A person living in the U.S. needs health insurance. (The fact that millions of people don’t have it doesn’t mean they don’t need it; it means this need has been unmet.) Because health insurance is necessary, premiums are just a regressive tax that we pay to health insurance companies instead of the government. But when you pay taxes to the government, you’re getting a squarer deal. Just imagine if the government followed the health insurance model: It would be constantly stringing you along by insisting that it couldn’t be sure if it was going to cut your taxes by 10 percent or raise them by 10 percent; it wouldn’t tell you how much your next year’s tax bill would be until October; if you couldn’t afford the surprise increase, you were out of luck; and this would happen every year until the sun goes supernova. All of this blather about uncertainty might make for good actuarial policy. But it doesn’t mean much to patients, who cannot control whether or not they have a heart attack or get hit by a bus in response to market fluctuations.

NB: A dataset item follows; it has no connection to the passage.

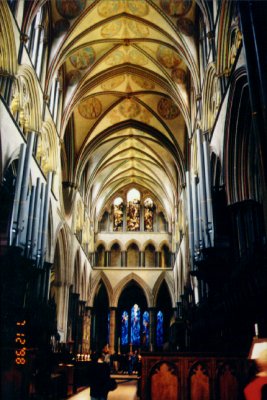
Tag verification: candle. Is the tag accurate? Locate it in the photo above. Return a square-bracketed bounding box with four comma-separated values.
[254, 324, 259, 337]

Luckily, none of these are immutable facts of the universe. We don’t have to throw up our hands and wonder why insurance companies can’t control health care costs, or why some hospitals charge 10 times as much as others, or why drug companies don’t give a shit that people keep dying because they can’t afford their medications. We don’t have to simply shrug and say, well, that’s just how insurance works. We have a very powerful machine that would allow us to fix these problems. It is called the government. We pay for it with taxes and, in principle at least, we choose the people who run it. The government can pay for health care instead of making people buy their own care—the price of which is set by a whole load of complicated financial wrangling, regulations, subsidies, rebates, and Other Bullshit—and leaving them to die if they don’t. Just pay the hospitals to provide the care with taxes, and let people go to the doctor for free. You don’t need a Wall Street Guy formula to tell you why that works.